Il n'a été facile pour aucun des quatre partis de s'engager à mettre en évidence les points

qui nous rassemblent plutôt que ceux qui nous divisent. Nous nous rassemblons autour de la

nécessité de créer des emplois, en particulier pour les jeunes et les travailleurs âgés. Ainsi, à

l'horizon 2018, 7,2 milliards d'euros seront mobilisés pour mettre de l'oxygène dans notre développement économique. Nous allons poursuivre notre travail dans le respect du débat parlementaire et avec le souci d'avoir un débat de qualité. Sachez que pour ce qui nous concerne, nous prenons nos responsabilités!


Neuf mois après l'entrée en fonction de cette coalition, je tiens à remercier mes collègues qui,

avec moi, ont décidé de se rassembler pour tenter de résoudre les budgets de 2015 et 2016, pour donner un élan économique, social et fiscal. La majorité est stable, elle est solide. Nous voyons le cap et connaissons les orientations.


Nous sommes motivés et résolus à engranger des résultats également à l’avenir, non pas au profit d’une majorité politique, mais au profit des entreprises et de la population. C’est là notre

engagement.

Réplique de Laurette Onkelinx

Monsieur le président, chers collègues, on m'a reproché de ne pas être contente. Je voudrais vous rappeler pourquoi.

 

Nous attendions ce qui était promis: en quelque sorte, une révolution fiscale. Il n'y en a pas!

 

Par contre, vous avez fait un choix. Entre taxer les rentiers et les buveurs de soda, vous avez choisi de taxer beaucoup plus les buveurs de soda qui vont contribuer à la solidarité bien plus que celui qui réalise une plus-value de plusieurs millions d'euros. C'est cela l'injustice fiscale et nous ne sommes pas d'accord avec cette politique.

 

Vous avez parlé de l'augmentation des bas et moyens revenus, et nous nous en réjouissons.
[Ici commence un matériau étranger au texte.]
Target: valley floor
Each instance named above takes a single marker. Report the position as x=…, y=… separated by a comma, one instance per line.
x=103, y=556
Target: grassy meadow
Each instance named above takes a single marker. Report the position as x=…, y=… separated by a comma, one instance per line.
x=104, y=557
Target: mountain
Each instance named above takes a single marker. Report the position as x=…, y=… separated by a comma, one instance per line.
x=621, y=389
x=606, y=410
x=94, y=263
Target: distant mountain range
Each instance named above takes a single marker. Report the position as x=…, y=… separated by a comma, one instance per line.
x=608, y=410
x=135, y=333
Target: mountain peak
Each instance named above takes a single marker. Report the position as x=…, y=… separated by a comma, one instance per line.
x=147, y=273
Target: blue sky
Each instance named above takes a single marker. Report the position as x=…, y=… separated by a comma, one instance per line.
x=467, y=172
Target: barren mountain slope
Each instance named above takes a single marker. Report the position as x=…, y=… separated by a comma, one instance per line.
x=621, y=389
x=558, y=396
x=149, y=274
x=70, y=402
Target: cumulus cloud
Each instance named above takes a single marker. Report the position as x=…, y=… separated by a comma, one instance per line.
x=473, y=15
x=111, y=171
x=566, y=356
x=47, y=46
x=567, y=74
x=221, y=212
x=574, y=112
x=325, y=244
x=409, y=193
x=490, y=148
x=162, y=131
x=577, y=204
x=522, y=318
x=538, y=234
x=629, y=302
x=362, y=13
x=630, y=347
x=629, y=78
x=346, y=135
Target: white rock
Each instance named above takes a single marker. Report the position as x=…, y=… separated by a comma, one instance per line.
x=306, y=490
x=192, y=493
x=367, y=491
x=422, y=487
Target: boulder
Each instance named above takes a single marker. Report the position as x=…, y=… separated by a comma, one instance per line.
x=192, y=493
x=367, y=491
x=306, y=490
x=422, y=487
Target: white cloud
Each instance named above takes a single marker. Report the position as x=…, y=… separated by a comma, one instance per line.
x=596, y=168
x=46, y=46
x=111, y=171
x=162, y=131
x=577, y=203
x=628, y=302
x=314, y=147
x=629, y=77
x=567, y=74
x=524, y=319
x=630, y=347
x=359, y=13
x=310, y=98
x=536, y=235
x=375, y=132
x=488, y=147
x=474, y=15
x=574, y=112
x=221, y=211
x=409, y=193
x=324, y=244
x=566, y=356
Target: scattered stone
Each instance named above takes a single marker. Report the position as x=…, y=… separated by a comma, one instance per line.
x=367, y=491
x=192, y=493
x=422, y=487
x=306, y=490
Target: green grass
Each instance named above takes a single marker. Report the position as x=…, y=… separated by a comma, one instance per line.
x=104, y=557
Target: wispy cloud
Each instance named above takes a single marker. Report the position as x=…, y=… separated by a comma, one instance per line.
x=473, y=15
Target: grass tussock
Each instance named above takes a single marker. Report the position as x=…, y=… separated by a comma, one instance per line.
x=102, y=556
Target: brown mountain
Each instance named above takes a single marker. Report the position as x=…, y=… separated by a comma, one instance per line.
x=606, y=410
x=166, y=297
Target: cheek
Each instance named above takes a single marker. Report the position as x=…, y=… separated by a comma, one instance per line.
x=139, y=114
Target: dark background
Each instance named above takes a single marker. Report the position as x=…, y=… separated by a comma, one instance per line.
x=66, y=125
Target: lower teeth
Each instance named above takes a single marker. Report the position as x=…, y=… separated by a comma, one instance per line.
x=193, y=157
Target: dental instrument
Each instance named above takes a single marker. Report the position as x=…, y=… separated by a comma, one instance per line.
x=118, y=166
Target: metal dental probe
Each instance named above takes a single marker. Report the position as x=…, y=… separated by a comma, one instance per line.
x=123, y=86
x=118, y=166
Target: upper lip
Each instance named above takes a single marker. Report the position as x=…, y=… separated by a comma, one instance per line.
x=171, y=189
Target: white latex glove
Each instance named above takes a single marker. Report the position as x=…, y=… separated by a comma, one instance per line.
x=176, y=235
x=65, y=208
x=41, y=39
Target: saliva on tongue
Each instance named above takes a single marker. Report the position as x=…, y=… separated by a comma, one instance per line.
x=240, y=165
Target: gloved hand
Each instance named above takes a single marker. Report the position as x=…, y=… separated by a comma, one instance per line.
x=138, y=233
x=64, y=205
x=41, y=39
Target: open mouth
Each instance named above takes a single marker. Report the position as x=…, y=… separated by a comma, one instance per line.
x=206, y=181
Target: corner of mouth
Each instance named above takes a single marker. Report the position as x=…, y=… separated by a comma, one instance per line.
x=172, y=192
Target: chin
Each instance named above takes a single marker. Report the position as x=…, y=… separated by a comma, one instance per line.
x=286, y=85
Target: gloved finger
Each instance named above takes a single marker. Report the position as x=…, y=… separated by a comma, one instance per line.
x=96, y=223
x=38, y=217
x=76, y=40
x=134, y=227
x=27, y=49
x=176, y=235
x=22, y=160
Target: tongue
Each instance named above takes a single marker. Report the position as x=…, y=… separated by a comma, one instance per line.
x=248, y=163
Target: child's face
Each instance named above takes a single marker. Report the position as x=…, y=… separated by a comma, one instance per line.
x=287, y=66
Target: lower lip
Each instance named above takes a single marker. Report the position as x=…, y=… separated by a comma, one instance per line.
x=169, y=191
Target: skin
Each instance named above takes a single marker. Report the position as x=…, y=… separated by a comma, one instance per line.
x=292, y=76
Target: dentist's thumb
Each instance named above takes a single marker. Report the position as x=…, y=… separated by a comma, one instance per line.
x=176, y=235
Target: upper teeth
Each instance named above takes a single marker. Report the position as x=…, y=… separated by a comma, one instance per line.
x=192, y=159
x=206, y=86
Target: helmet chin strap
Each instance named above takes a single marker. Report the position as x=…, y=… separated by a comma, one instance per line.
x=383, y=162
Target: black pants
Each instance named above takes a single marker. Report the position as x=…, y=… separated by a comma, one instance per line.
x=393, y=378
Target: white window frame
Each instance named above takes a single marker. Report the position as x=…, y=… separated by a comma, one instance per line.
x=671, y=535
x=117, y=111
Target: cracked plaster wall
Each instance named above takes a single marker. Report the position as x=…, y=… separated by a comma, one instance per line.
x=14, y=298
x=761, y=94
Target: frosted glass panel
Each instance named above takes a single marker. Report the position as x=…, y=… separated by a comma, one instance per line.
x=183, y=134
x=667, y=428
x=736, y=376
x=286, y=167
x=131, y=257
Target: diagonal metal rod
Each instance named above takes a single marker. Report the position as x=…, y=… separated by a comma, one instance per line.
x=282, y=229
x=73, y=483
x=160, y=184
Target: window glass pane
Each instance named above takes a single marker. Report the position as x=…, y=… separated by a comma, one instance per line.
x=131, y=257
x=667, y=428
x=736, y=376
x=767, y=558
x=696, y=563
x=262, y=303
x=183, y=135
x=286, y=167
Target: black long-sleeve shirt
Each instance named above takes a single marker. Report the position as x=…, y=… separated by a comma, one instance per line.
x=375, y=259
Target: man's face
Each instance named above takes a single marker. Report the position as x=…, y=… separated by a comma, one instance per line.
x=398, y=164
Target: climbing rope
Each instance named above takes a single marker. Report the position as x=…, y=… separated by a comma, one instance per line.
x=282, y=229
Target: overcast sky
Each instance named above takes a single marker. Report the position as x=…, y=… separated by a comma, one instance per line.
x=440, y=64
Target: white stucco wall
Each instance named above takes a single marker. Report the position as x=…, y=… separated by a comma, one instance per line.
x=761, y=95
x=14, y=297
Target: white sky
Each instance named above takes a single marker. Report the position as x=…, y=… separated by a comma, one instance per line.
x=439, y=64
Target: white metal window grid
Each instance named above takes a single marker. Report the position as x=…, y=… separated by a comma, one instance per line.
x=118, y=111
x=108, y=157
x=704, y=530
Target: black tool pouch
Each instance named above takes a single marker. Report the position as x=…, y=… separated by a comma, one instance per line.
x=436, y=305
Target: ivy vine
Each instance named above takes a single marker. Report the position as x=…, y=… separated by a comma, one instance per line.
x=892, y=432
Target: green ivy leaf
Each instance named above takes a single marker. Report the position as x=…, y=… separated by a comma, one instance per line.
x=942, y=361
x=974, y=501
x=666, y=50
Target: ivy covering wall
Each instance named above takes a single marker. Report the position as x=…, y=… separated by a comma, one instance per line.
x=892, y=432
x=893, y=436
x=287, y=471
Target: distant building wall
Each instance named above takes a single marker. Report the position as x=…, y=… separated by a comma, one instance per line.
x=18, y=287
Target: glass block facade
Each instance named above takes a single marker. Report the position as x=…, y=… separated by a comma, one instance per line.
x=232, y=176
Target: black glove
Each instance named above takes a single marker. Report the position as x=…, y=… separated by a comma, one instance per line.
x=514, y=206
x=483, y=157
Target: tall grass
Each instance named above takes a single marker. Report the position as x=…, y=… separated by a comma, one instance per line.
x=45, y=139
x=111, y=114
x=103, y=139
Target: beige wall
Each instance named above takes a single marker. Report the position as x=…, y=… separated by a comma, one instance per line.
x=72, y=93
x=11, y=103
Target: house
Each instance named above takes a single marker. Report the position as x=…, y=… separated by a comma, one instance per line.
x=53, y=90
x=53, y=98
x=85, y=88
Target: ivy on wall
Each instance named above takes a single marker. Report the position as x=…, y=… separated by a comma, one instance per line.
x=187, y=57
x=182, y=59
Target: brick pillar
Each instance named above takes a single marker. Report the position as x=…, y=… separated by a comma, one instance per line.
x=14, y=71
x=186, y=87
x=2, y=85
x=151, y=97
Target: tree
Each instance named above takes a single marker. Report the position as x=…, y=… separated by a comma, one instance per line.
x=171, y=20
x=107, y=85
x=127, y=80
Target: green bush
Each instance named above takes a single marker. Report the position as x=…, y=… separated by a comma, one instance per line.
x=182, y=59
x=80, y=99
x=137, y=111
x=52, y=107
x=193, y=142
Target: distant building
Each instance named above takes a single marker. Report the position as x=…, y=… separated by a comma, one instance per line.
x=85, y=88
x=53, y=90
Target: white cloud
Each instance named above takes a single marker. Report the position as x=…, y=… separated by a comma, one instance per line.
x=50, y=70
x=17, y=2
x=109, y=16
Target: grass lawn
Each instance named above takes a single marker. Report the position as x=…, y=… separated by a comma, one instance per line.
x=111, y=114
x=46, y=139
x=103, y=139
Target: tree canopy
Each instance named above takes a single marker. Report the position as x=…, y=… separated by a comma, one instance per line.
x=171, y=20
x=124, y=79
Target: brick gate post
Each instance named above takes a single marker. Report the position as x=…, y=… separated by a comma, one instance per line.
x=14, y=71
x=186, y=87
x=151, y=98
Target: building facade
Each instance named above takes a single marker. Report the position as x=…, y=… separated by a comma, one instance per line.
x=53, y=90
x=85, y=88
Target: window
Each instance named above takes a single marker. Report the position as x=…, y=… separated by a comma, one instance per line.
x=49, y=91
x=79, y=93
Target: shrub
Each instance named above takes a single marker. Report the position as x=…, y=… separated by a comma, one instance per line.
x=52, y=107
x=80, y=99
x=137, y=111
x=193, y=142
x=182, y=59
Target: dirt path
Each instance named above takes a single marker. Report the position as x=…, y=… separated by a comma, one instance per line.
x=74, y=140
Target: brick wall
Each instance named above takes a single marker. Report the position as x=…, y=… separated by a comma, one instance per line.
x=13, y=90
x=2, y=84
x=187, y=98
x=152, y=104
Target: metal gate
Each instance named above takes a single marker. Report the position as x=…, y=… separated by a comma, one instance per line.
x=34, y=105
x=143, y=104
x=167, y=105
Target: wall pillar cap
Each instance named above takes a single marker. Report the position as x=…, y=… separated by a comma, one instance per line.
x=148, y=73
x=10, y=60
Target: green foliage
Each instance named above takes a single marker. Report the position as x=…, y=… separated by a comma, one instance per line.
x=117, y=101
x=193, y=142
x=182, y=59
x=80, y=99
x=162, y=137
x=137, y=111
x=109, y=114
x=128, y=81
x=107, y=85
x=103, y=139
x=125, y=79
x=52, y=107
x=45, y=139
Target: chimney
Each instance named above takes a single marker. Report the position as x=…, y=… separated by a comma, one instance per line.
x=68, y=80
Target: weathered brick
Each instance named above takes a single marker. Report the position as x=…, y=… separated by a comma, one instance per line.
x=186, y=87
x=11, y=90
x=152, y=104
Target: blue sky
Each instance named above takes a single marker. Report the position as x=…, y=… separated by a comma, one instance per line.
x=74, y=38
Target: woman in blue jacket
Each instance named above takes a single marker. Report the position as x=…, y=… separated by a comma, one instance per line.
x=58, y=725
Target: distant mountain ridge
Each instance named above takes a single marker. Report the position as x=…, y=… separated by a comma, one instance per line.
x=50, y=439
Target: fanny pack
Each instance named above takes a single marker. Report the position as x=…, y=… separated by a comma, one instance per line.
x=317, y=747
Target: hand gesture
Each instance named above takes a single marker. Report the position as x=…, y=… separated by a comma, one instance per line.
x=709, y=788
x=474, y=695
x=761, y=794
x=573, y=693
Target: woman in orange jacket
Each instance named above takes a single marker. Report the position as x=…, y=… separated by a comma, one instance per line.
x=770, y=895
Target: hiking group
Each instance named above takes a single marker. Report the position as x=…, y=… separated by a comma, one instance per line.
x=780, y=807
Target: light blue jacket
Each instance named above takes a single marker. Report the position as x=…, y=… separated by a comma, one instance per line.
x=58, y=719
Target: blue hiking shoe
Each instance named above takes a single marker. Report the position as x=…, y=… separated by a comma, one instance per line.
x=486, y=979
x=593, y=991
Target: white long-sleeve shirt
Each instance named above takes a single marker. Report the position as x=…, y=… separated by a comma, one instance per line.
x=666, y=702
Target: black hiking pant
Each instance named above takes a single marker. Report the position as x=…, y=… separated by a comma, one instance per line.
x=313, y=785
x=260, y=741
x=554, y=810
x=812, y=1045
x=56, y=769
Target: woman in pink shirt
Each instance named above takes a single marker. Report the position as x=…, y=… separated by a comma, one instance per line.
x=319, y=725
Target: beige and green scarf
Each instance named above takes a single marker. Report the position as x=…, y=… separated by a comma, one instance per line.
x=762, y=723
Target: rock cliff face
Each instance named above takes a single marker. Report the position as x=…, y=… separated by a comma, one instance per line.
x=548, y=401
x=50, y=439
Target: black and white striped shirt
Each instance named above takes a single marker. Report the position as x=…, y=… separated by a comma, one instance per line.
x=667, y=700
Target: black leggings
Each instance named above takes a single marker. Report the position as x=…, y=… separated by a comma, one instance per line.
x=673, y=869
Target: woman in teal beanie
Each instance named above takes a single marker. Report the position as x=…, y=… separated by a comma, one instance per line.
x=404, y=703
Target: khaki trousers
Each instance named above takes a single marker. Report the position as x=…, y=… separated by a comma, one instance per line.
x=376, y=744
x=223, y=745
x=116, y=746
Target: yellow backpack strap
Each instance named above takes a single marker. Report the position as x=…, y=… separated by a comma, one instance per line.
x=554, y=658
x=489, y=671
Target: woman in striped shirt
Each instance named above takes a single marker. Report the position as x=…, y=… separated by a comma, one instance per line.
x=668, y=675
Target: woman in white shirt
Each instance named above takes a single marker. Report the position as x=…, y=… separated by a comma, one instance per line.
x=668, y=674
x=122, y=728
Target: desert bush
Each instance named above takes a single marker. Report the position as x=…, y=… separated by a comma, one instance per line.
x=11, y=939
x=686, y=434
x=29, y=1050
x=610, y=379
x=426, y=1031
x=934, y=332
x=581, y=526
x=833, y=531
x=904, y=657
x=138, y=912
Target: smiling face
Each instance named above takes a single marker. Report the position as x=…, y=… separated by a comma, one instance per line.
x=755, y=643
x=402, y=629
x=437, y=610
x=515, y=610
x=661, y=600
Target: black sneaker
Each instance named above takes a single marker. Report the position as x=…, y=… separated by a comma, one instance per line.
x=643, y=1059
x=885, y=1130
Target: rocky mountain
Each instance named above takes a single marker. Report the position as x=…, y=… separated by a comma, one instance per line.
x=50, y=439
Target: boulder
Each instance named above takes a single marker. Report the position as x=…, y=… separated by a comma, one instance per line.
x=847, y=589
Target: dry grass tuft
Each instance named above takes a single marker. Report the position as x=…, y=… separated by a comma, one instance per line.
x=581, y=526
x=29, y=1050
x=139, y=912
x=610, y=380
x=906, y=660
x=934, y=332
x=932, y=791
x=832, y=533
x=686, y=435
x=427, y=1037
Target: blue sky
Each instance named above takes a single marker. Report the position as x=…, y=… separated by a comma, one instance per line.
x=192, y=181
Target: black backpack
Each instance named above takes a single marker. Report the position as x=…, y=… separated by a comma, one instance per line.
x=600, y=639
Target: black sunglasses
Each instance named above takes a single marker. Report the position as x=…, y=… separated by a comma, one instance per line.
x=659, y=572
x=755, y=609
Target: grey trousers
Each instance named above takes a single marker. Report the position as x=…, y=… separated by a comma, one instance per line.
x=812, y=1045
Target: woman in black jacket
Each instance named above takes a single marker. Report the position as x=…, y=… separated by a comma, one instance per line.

Qui ferait le contraire? Cependant, dans le même temps, vous augmentez la TVA sur l'électricité, vous procédez à un saut d'index, vous imposez la taxe diesel ainsi que d'autres taxes sur la consommation. L'augmentation de la TVA est l'imposition, la taxation la plus injuste car elle frappe de la même façon les bas et les hauts salaires. Vous donnez d'une main mais vous reprenez de l'autre! C'est ce que j'appelle de l'imposture.

 

En ce qui concerne l'emploi, vous annoncez une diminution des cotisations sociales patronales. Nous l'avons déjà réalisée dans le passé. Je ne suis pas opposée à cette politique. Néanmoins, à chaque fois, nous avons voulu imposer des obligations d'embauche pour les employeurs. Nous avons dit que nous voulions bien faire des cadeaux mais qu'en contrepartie, nous voulions la création d'emplois. Où sont ici les obligations pour les entreprises? Je n'en vois aucune. Cela représente également de l'injustice sociale.

 

Enfin, je voudrais évoquer les grands oubliés dans votre exercice. Vous dites, et M. Vuye l'a répété, que les travailleurs subiront l'effet de taxes mais qu'ils bénéficieront d'une augmentation de revenus qui compensera, plus ou moins, la perte. Que faites-vous des plus de deux millions de pensionnés et des autres allocataires sociaux? Ils subiront la hausse de la TVA et de la taxation sur la consommation sans aucune compensation!

 

Oui, il est évident que le PS n'est pas content. Cela a au moins un avantage, qui est de montrer ce qu'est un gouvernement de droite qui privilégie les nantis et qui tape sur les revenus moyens et modestes. Ce n'est pas notre choix, mais le vôtre. En ce sens, avec cet exercice-ci, vous êtes complètement démasqués!